Já António Gavela, da APA, considera estas comemorações uma «boa altura para destacar a importância que Álvaro Cunhal sempre deu na sua obra às questões do uso e posse da terra, da soberania alimentar e da produção agrícola». Pelo menos desde 1946 que em sucessivos congressos do PCP e em várias das suas mais importantes obras teóricas que a questão do uso e posse da terra é reflectida nas suas diversas vertentes. A sua prática política revelou as mesmas preocupações, ao acompanhar de perto a luta pela conquista das oito horas nos campos do Sul, em 1962 (a que chamou de «admirável impossibilidade»), e a própria construção da Reforma Agrária, que considerava «a mais bela conquista da Revolução». Não foi certamente por acaso que Álvaro Cunhal participou em 11 das 12 Conferências da Reforma Agrária, concluiu António Gavela.

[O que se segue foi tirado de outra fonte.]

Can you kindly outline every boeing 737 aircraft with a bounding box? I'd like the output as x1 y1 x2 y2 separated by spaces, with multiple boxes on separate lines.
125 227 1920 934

Reforma Agrária e Poder Local
José Baguinho, da Cooperativa Cultural Alentejana, lembrou o desafio lançado pela comissão central das comemorações do centenário, o qual «não podíamos ignorar, pois Álvaro Cunhal, tendo sido Secretário-geral do PCP, foi também uma figura importantíssima, que contribuiu decisivamente para a derrota do fascismo e para as conquistas revolucionárias de Abril, particularmente a Reforma Agrária». Relativamente a esta conquista, José Baguinho realça que ela deu «trabalho e pão» aos alentejanos, fazendo com que muitos que estavam espalhados pelo País tivessem regressado às suas terras.
Outra conquista revolucionária de assinalável importância para a região é o poder local democrático, hoje seriamente ameaçado. As populações alentejanas, recorda José Baguinho, «para além de não terem trabalho, não tinham luz nem água em casa». O poder local democrático, primeiro por intermédio das comissões administrativas e, a partir de 1976, dos órgãos eleitos, permitiram que o Alentejo tivesse um grande desenvolvimento. Álvaro Cunhal teve uma forte influência nestas conquistas, que beneficiaram todo o povo, e «não nos podíamos dissociar destas comemorações».
Terra, luta, arte, futuro
Integrada nas comemorações do centenário que decorrem em todo o País sob o lema «Vida, pensamento e luta: exemplo que se projecta na actualidade e no futuro», a homenagem do Alentejo procura centrar as atenções na relação fortíssima entre Álvaro Cunhal e o Alentejo e o seu povo. Daí o mote da exposição regional, que estará patente na Casa da Cultura de Beja no próximo sábado, ser «Alentejo – Terra, luta, arte, futuro».
Explicando melhor o título desta exposição, António Gavela recorda que a questão do uso e posse da terra e da luta dos trabalhadores rurais surgem em obras obras como «O caminho para o Derrubamento do Fascismo», «As Lutas de Classes em Portugal nos finais da Idade Média», «Contributo para o Estudo da Questão Agrária» ou no «Rumo à Vitória», lembrando ainda a sua intervenção constante de várias décadas sobre estas mesmas temáticas. No que respeita à arte, acrescenta, nos seus «Desenhos da Prisão» Álvaro Cunhal retrata muitas figuras e situações tipicamente alentejanas, como as ceifeiras ou as praças de jorna.
Quanto ao futuro, José Baguinho realça que a luta dos alentejanos não deixará de contar com a memória e o exemplo de Álvaro Cunhal, da sua vida e da sua obra. «Por muito escuros que sejam os tempos, por muito fortes que sejam as tempestades, haverá o dia em que as coisas hão-de mudar e esse dia estará tanto mais próximos quanto mais as pessoas lutarem e se envolverem. Este é também um ensinamento que vem do exemplo de Álvaro Cunhal.» As lutas do presente e do futuro por uma nova reforma agrária, que elimine o latifúndio e ponha a terra a produzir para o povo e para o País terá sempre a marca de Álvaro Cunhal, acrescentou António Gavela.